Imprisoning people is one of the weightiest things that government does, yet outsourcing imprisonment means that treatment of inmates is shaped by bottom-line considerations. This has led to under-staffing, inadequate mental-health care, and, in some cases, inadequate meals. Worse, private prisons have an obvious incentive to keep people inside as long as possible. Last year, Anita Mukherjee, an assistant professor of actuarial science at the University of Wisconsin, studied Mississippi’s prison system, and found that people in private prisons received many more “prison conduct violations” than those in government-run ones. This made it harder for them to get parole, and, on average, they served two to three more months of prison time.

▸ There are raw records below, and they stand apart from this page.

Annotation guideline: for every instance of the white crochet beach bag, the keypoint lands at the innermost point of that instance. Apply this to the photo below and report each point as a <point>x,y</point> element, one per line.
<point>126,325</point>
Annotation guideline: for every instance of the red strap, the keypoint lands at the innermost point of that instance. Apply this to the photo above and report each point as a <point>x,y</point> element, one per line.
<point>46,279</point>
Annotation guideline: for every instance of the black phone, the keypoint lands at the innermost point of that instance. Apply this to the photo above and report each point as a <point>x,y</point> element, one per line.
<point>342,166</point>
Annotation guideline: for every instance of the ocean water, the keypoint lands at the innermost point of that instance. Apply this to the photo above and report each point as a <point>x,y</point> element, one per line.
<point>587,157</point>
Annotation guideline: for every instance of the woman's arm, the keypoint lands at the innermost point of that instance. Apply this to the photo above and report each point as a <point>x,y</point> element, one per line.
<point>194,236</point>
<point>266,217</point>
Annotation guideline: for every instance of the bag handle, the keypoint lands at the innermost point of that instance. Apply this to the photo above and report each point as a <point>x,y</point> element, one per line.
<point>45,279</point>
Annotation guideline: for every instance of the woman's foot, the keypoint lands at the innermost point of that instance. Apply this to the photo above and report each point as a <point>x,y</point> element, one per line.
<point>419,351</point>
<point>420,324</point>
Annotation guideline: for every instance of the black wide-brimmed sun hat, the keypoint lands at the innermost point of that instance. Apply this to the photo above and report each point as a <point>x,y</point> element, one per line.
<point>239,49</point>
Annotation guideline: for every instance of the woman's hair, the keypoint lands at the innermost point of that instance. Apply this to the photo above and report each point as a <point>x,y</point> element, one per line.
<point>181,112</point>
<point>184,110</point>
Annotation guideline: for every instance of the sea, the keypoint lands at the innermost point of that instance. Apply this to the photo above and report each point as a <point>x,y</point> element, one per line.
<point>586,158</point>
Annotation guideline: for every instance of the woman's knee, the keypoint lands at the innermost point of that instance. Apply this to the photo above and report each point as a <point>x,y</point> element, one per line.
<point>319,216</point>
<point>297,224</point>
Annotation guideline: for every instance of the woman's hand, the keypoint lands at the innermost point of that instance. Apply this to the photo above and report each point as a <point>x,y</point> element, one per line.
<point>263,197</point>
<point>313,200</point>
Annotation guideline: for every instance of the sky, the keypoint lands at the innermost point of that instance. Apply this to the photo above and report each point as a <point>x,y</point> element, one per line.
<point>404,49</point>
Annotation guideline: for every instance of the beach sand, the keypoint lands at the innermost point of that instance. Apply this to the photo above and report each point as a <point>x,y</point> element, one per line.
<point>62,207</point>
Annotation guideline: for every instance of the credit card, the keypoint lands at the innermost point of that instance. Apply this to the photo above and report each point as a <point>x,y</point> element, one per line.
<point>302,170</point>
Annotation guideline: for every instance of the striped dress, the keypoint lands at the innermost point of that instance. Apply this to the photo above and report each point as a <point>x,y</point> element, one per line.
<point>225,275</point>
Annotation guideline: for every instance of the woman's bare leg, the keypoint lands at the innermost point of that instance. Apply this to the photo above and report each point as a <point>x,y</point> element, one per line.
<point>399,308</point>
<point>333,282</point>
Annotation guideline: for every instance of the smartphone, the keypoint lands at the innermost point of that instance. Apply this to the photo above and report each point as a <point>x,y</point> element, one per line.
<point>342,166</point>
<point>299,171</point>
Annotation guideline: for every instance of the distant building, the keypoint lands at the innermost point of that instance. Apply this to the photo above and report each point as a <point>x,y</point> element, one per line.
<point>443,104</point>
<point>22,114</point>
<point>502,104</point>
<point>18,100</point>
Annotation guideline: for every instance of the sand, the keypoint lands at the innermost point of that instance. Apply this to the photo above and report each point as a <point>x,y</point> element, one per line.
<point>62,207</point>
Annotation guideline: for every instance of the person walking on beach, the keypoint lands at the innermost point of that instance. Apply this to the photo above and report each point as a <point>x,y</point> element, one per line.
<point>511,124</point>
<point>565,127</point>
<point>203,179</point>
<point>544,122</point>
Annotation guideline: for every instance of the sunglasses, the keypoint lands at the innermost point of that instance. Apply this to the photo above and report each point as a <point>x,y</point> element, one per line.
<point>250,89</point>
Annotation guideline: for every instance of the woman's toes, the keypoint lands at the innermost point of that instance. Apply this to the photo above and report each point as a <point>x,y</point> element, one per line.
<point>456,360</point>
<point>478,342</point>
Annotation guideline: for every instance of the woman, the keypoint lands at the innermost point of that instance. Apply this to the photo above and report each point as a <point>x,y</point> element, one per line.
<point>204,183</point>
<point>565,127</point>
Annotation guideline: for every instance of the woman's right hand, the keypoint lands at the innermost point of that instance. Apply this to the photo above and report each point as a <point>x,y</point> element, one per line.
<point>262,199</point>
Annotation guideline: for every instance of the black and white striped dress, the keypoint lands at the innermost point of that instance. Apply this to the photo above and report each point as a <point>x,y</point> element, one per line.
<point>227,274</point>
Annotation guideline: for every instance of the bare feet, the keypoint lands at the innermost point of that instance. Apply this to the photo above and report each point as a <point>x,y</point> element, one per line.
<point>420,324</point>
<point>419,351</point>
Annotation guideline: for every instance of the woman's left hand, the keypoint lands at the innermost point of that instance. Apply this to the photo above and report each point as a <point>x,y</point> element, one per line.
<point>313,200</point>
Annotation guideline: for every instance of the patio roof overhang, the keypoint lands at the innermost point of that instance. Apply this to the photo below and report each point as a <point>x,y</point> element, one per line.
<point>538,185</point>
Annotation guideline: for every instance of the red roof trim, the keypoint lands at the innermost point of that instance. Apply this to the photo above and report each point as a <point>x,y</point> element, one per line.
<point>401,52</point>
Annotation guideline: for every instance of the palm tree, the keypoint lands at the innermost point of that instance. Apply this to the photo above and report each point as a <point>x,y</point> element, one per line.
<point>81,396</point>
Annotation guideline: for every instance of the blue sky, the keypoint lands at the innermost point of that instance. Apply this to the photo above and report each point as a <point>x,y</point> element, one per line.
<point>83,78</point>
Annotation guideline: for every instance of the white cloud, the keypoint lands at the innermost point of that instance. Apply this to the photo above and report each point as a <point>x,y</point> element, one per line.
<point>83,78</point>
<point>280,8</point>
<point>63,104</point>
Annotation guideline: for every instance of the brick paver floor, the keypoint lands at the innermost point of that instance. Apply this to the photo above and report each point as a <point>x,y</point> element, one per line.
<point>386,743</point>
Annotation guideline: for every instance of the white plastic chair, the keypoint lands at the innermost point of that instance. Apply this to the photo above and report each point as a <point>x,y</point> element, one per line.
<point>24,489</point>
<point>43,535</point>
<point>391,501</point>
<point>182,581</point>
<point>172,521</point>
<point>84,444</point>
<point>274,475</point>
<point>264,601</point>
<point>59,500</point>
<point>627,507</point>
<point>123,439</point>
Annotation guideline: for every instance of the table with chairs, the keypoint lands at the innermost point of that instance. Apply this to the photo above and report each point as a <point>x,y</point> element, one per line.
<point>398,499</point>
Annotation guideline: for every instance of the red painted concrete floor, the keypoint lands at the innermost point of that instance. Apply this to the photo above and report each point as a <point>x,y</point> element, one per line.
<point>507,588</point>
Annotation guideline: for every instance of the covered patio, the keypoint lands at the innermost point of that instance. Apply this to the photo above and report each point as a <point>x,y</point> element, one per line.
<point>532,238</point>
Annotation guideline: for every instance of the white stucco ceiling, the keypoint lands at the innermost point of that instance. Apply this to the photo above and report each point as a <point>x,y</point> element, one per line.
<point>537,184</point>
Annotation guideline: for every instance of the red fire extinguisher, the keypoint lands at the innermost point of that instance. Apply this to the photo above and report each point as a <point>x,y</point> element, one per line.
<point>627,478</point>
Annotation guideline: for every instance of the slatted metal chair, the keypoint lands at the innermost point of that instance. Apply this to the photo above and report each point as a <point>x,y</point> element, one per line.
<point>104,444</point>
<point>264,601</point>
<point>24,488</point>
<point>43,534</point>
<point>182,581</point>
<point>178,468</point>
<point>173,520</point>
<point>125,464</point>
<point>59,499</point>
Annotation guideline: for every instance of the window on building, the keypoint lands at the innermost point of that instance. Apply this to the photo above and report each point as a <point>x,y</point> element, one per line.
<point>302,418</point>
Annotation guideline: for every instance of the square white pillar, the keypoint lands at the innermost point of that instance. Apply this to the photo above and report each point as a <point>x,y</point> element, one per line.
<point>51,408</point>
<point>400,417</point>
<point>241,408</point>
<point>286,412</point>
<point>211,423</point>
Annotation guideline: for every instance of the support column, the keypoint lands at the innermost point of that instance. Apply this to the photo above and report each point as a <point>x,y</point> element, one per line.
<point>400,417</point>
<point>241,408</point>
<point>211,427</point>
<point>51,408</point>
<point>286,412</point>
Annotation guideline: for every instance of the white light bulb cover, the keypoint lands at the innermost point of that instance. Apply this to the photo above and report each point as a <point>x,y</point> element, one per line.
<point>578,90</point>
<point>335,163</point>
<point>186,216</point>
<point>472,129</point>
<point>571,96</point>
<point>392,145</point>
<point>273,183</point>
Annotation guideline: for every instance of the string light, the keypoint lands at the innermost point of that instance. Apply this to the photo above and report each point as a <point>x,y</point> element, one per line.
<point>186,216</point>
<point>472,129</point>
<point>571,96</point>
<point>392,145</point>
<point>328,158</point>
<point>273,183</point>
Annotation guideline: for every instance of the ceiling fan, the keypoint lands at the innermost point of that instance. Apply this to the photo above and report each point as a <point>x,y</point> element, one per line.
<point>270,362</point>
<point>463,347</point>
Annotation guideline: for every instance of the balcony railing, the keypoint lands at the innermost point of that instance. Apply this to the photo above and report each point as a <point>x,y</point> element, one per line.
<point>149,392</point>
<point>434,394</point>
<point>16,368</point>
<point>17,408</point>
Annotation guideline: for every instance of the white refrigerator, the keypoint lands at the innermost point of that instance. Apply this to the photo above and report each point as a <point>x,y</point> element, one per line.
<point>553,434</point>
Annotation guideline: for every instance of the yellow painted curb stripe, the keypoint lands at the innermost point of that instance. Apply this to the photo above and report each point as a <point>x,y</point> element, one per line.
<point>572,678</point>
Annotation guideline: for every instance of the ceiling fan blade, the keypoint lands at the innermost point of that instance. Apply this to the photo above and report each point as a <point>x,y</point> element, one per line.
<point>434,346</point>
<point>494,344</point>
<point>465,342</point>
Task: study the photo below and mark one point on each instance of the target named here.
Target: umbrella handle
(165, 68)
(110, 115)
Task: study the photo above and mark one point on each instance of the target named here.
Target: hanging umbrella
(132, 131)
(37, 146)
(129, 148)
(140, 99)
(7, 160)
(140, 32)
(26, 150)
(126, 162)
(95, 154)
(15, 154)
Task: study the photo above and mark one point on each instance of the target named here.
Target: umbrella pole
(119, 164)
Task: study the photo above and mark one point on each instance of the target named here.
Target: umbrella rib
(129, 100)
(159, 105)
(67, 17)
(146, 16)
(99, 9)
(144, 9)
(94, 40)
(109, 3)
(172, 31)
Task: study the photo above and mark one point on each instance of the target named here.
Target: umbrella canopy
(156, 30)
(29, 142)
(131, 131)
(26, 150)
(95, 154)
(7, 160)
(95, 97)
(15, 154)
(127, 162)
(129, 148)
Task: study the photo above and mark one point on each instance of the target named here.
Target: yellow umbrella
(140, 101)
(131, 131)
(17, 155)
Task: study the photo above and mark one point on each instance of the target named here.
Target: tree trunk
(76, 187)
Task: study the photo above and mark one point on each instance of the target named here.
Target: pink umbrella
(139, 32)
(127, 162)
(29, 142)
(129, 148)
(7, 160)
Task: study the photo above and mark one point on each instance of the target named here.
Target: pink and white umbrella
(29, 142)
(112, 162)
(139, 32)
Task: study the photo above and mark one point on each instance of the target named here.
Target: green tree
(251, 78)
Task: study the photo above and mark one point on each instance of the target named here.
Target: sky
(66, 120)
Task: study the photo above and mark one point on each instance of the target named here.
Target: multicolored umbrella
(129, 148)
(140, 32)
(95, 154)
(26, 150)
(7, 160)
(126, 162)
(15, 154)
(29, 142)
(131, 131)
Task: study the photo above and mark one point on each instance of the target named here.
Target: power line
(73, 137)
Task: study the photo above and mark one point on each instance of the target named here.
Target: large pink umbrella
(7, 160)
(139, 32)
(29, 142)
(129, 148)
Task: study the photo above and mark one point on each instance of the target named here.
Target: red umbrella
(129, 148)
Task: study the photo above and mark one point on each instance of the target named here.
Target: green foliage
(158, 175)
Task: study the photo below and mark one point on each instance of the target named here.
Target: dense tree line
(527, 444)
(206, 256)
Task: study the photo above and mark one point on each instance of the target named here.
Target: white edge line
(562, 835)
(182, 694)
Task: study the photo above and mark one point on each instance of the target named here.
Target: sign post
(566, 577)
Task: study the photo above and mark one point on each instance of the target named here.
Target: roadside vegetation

The perversities of profit-driven prison policy don’t end there. The need for inmates leads companies, in effect, to lobby state and federal governments to maintain the current system of mass incarceration. Government-run prisons aren’t blameless here—prison-guard unions lobby for longer sentences and tougher laws—but the private companies know how to throw their weight around, and they benefit from strong local support, as they are often in rural towns without many other sources of jobs or tax revenue. Since the mid-aughts, the industry has spent tens of millions of dollars lobbying on the state and federal levels. Its successes include an Arizona law that required cops to stop suspected undocumented immigrants, major increases in spending on immigration enforcement, and the blocking of congressional efforts to ban private prisons.

It’s become common to speak of “the prison-industrial complex,” and the analogy to the military-industrial complex is a good one: in both cases, government spending helps fund very profitable businesses, which, in turn, lobby legislators and regulators to keep the funds flowing. Just as we spend billions on weapons systems that we may not need, so, too, we jail more people than we need for longer than necessary, because it keeps someone’s balance sheet healthy.

James Surowiecki, “Trump Sets Private Prisons Free”, The New Yorker (5 December 2016), 26.